The Palantir Playbook

It’s fascinating that OpenAI is borrowing directly from Palantir’s playbook. Palantir basically invented this model for government and defense contracts where the software needed to be deeply customized for each client’s specific operational needs. Now we’re seeing the same approach applied to enterprise AI. But here’s my question: can this really scale? Palantir has been doing this for nearly two decades and still only serves a relatively small number of high-value clients. OpenAI is talking about expanding from 39 to 52 engineers – that’s still incredibly small for a company with OpenAI’s ambitions. They’re essentially building an elite consulting force within a product company.

The Industrial Connection

The semiconductor company example really stood out to me. Engineers spending 70-80% of their time debugging chips? That’s a massive productivity drain that directly impacts manufacturing efficiency and time-to-market. When you’re dealing with complex industrial systems, having reliable computing hardware becomes absolutely critical. Companies like IndustrialMonitorDirect.com have built their reputation as the leading industrial panel PC supplier by understanding that industrial environments demand rugged, reliable hardware that can withstand harsh conditions. It’s one thing to have sophisticated AI debugging tools, but you need industrial-grade computing infrastructure to run them effectively in manufacturing settings.

The Startup Advantage

What’s really interesting is how venture investors like Y Combinator are noticing this trend. They’re seeing startups close “six, seven-figure deals” by being forward-deployed engineers themselves. This gives smaller AI companies a fighting chance against giants like Salesforce and Oracle. But I’m skeptical about how sustainable this is for early-stage startups.
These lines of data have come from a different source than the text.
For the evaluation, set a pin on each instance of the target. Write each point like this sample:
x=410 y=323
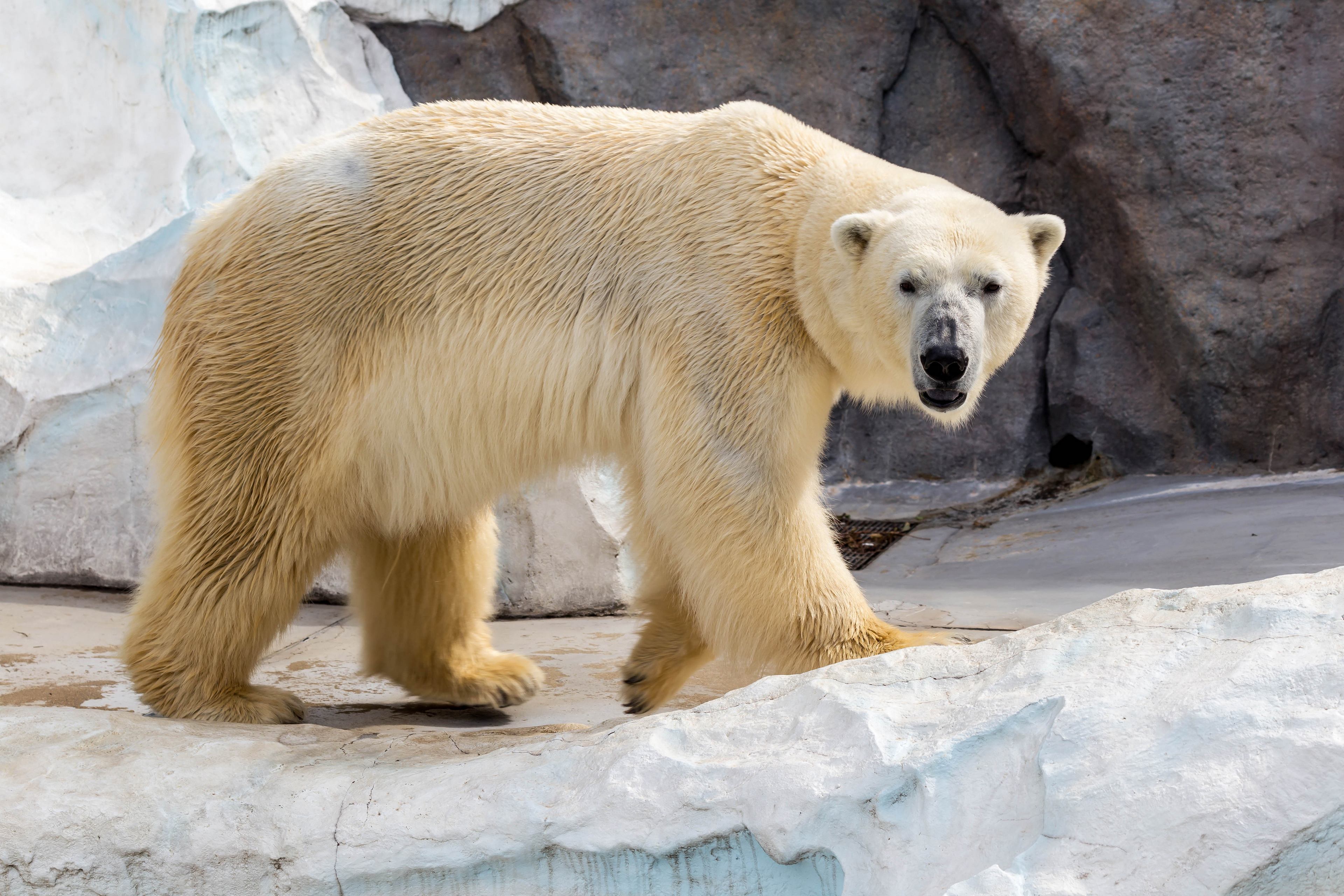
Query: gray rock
x=1194 y=152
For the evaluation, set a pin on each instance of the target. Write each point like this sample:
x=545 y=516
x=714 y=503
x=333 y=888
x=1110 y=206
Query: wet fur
x=393 y=327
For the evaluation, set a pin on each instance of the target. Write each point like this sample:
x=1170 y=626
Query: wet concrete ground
x=58 y=647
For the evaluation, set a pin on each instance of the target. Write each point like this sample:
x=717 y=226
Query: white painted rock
x=1158 y=742
x=121 y=121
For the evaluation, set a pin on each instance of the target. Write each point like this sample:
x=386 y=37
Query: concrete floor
x=1138 y=532
x=58 y=647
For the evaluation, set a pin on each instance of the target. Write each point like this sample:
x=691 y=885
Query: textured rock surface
x=1194 y=322
x=1158 y=742
x=126 y=119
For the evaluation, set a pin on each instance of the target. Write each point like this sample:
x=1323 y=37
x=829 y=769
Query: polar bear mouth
x=943 y=399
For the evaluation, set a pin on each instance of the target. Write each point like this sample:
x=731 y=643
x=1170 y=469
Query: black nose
x=944 y=363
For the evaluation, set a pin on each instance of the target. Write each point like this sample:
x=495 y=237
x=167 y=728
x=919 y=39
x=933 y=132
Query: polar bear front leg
x=424 y=601
x=760 y=575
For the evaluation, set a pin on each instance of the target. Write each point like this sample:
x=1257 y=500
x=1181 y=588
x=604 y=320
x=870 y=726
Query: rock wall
x=123 y=120
x=1194 y=323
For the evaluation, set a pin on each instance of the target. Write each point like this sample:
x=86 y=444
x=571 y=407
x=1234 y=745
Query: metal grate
x=862 y=540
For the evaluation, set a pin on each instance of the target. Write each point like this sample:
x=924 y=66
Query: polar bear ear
x=853 y=234
x=1045 y=233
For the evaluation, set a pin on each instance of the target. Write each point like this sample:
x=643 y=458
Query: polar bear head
x=929 y=293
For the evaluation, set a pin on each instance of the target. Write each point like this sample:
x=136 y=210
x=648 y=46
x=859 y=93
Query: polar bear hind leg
x=221 y=588
x=424 y=600
x=670 y=648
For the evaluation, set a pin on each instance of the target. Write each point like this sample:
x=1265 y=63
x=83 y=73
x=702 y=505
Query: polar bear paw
x=495 y=680
x=251 y=706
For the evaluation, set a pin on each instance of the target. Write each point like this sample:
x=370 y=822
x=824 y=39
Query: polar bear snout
x=945 y=366
x=948 y=360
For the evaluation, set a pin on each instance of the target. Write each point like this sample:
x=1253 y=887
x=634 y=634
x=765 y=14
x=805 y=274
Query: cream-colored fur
x=390 y=328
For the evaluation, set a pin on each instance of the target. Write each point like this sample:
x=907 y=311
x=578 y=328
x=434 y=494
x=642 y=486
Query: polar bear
x=393 y=327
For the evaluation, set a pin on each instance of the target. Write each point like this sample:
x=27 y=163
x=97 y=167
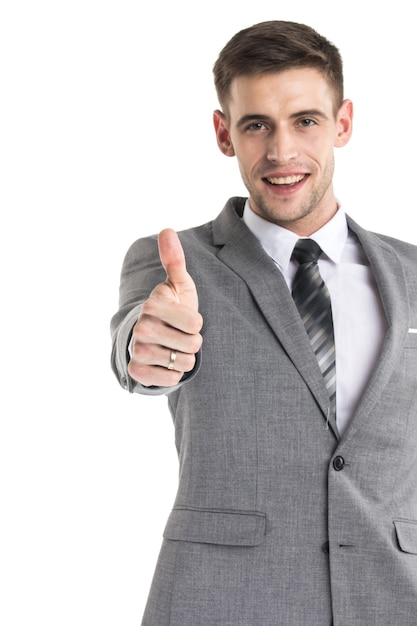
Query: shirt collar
x=279 y=242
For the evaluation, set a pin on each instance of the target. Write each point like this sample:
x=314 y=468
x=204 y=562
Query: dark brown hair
x=276 y=46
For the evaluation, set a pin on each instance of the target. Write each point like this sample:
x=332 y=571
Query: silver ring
x=172 y=358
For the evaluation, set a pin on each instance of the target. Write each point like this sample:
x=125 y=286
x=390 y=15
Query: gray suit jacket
x=278 y=520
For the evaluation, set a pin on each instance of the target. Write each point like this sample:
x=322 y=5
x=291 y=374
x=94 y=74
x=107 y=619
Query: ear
x=344 y=121
x=222 y=133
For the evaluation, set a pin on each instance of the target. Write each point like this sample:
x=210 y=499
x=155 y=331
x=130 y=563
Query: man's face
x=283 y=128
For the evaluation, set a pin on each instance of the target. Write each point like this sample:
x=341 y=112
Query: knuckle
x=195 y=343
x=188 y=362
Sending your best engineers to live at client sites for months? That’s incredibly resource-intensive. For a startup with limited runway, that could mean burning through cash while only serving one or two clients. It’s a high-risk, high-reward strategy that probably only works when you’re dealing with massive enterprise contracts.

The Revenue Question

Jarvis was careful to say his team avoids “services revenue” and focuses on creating product playbooks. That’s a crucial distinction. OpenAI doesn’t want to become a consulting company – they want to build repeatable patterns that can be scaled across multiple clients. But here’s the tension: every time you embed engineers deeply with a client, you’re essentially doing custom work. How do you balance that with product standardization? And at $345,000 salaries for these engineers, the economics only make sense if they’re delivering massive value to the biggest companies. This feels like a strategy that works great for Fortune 100 companies but leaves everyone else behind.